SACKLERS WHO ARE NOT STANDING FINE FEES
Members of the Sackler family, many of whom previously served on Purdue's board of directors and are also on trial, will avoid criminal charges in the threatened settlement, the two people said.
Certain family members are in talks to pay a civil penalty of around $ 225 million for allegedly submitting false claims regarding Purdue's prescription pain medication to state health programs, three people said. That would be on top of the $ 3 billion the Sacklers offered to settle other lawsuits.
The agreement currently under discussion does not regulate any future criminal liability to which Sacklers or any other person could be exposed.
The Justice Department is continuing a criminal investigation into some Sackler family members and other Purdue related individuals, although it remains unclear whether charges will be brought, one person said.
Details of the Justice Department's deal, including timing of the disclosure and financial sanctions, also remain in flux. They depend in part on the outcome of separate negotiations between Purdue, the Sacklers, attorneys general, and others to resolve widespread mediation litigation in the company's bankruptcy, according to the people familiar with the talks.
Some attorneys general, including those in Massachusetts and New York, have required the Sacklers to disclose additional details of their finances and pay more than the $ 3 billion they offered to settle legal disputes.
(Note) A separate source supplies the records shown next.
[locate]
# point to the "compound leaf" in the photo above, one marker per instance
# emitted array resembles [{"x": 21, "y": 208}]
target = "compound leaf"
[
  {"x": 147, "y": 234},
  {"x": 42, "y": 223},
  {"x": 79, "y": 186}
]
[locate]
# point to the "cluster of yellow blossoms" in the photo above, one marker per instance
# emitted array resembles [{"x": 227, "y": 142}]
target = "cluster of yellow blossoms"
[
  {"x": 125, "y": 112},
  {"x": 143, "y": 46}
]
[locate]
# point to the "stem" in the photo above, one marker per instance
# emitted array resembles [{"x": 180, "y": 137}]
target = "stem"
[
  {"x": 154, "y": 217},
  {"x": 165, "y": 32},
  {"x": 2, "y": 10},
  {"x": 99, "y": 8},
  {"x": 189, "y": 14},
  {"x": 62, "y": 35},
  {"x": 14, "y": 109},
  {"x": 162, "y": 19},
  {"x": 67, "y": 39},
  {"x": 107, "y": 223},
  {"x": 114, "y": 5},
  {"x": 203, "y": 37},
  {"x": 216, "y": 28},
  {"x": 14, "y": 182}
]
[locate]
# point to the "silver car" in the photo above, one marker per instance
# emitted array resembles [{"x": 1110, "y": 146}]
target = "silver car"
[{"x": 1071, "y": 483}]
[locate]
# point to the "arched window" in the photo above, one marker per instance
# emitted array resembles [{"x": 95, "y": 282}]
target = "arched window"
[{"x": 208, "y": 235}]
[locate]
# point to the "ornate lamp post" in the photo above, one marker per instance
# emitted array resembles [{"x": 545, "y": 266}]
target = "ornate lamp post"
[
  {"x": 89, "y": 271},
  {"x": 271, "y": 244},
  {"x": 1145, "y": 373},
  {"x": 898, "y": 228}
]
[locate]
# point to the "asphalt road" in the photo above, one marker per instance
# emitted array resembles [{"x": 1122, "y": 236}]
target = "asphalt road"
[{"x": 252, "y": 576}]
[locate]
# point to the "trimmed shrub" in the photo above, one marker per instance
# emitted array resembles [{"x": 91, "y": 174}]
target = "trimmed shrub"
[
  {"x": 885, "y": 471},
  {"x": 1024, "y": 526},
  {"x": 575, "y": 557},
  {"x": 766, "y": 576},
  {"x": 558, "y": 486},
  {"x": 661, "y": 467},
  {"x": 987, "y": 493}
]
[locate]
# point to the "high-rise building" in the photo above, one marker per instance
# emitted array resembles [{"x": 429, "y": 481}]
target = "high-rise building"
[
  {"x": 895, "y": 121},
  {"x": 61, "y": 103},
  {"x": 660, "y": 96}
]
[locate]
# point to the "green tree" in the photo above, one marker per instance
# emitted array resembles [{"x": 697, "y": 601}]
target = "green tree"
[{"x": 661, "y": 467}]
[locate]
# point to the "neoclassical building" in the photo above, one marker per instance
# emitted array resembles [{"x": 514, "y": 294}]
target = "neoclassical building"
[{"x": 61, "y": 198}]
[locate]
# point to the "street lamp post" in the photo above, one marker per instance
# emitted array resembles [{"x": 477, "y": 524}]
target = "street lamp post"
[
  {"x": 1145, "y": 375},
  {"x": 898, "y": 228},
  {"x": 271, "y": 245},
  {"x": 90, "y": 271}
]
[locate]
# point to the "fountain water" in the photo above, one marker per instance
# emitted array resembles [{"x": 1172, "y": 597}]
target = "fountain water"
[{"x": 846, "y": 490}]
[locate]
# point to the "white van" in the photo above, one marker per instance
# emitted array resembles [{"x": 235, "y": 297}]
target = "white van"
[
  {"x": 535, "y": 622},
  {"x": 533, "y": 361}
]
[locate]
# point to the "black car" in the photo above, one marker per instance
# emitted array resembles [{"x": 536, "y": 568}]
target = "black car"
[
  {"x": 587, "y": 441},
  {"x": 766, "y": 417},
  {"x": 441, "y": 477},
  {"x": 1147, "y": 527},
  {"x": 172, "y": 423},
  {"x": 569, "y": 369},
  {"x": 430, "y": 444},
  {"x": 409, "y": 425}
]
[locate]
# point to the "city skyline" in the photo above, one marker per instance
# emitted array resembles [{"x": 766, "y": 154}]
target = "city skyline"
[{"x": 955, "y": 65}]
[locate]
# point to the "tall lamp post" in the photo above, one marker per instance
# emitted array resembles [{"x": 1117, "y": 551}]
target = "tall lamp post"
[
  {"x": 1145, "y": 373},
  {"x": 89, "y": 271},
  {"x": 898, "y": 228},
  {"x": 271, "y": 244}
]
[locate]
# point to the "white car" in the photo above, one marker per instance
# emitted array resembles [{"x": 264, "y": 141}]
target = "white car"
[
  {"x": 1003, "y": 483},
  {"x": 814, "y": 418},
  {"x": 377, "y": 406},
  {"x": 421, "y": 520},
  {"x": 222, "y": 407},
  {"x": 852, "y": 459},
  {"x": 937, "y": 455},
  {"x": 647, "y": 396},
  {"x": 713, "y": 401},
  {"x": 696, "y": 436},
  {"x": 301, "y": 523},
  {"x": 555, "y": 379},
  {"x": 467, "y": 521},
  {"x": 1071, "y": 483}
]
You will likely question the level of the family Justice Department's sentence. The Sacklers stand ready to receive legal release in the event a bankruptcy judge approves a broader settlement and protects them from future civil, if not criminal, claims.
Purdue's bankruptcy has protected the Sackler company and family members from thousands of lawsuits filed by states, cities, counties and other individuals for allegedly flooding communities with opioid through at least March 2021, with an injunction Blaming pain relievers that contributed to widespread addiction and fatal overdoses. The company and the family deny the allegations.
The Sacklers, who control Purdue themselves, have not filed for bankruptcy. That has drawn criticism from states arguing that litigation against family members should hold them accountable for the opioid crisis.
The outcome of the settlement talks between Purdue, its owners and litigants will help determine how much money US communities are getting to fight the opioid toll.
In previous filings filed as part of Purdue's bankruptcy proceedings, prosecutors said the company intermittently paid doctors and pharmacies illegal setbacks between 2010 and 2018 to encourage medically unnecessary opioid prescriptions, leading to fraudulent claims on government health programs like Medicare .
Purdue has offered to resolve widespread legal disputes valued at more than $ 10 billion. Much of this has to do with drugs under development to treat addiction and control overdoses. A controversial aspect of the proposal is that some of the funding would come from continued OxyContin sales.